In most common models of computation, it cannot be ensured to find the two closest elements in a binary search tree (BST) in $O(\log n)$ time or, in fact, in $o(n)$ time. Here $n$ is the number of elements in BST and $o(n)$ is the little $o$-notation.
The idea is simple. There must be enough running time for an algorithm to access at least about half of the elements.
Here is an detailed explanation. It is not rigorous; to make it rigorous we will need an explicit adversary argument as well as a more detailed formal specification of the model of computation.
Let us fix some model of computation $M$ in which at most $c$ elements can be accessed in a unit time of computation for some constant $c$. In fact, $c$ is usually 1 or 2.
For the sake of contradiction, suppose algorithm $Alg$ can find the two closest elements in a BST of $n$ element in $o(n)$ time. So for constant $\dfrac1{3c}$, there exists a constant $n_0>0$ such that $A$ can find the two closest element in no more than $\dfrac1{3c}n$ time for all $n>n_0$.
Now let $n_1>\max(n_0, 6)$. Let $Alg$ runs on a BST with $n_1$ nodes for some time that is no more than $\dfrac1{3c}n_1$. Then $A$ has accessed at most $\dfrac{1}{3c}n_1\cdot c=\dfrac {n_1}3$ elements.

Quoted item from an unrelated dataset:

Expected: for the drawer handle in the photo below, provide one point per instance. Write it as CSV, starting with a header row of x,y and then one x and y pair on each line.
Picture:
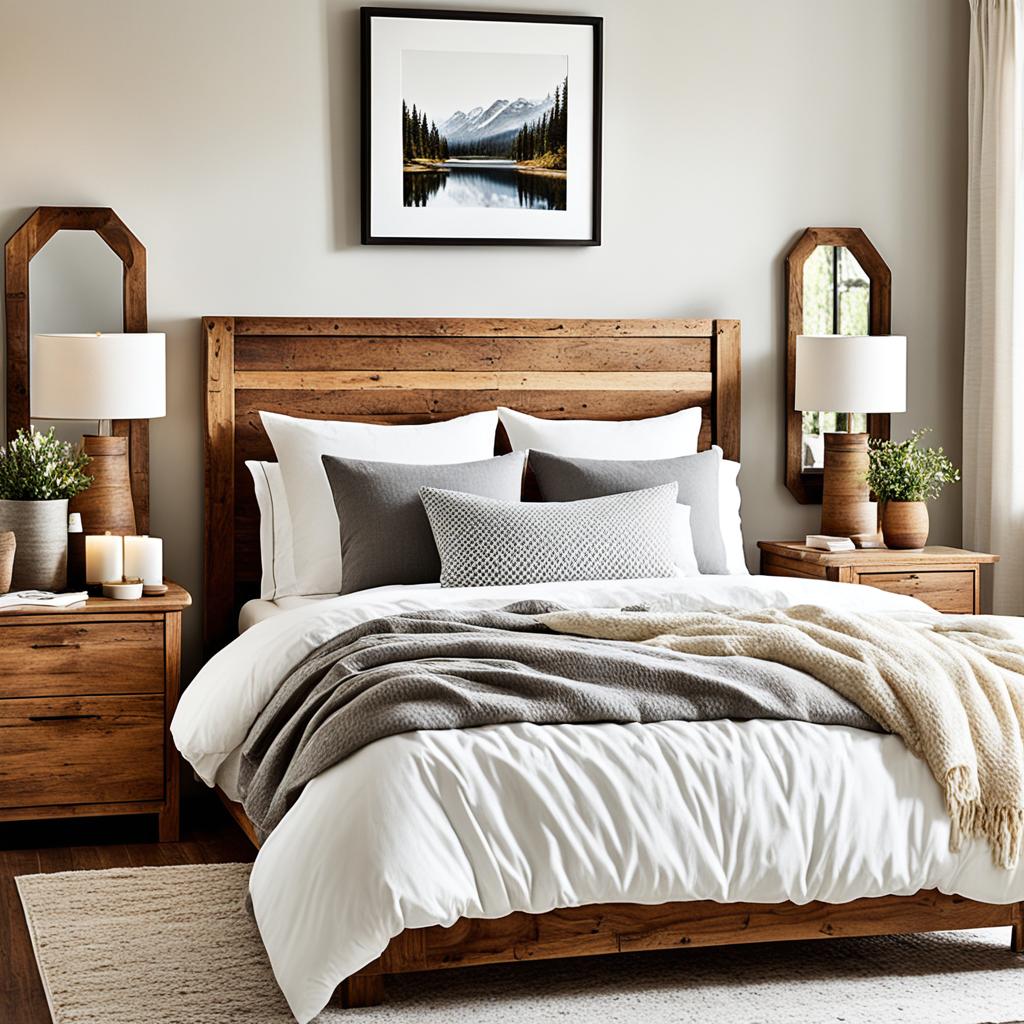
x,y
60,718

Let $a_1, a_2, \cdots, a_{n_1}$ be the elements in the BST in nondecreasing order. There must be at least 2 adjacent elements in that nondecreasing list of all elements none of which have been accessed by the algorithm. Those two elements mights be closer to each other than any pair of elements among the elements that have been accessed by $Alg$. That means, $Alg$ may not have found the two closest elements. This is a contradiction.
Exercise. Find the two closest elements in a binary search tree with left-child pointers, right-child pointers and parent pointers in $O(1)$ working space.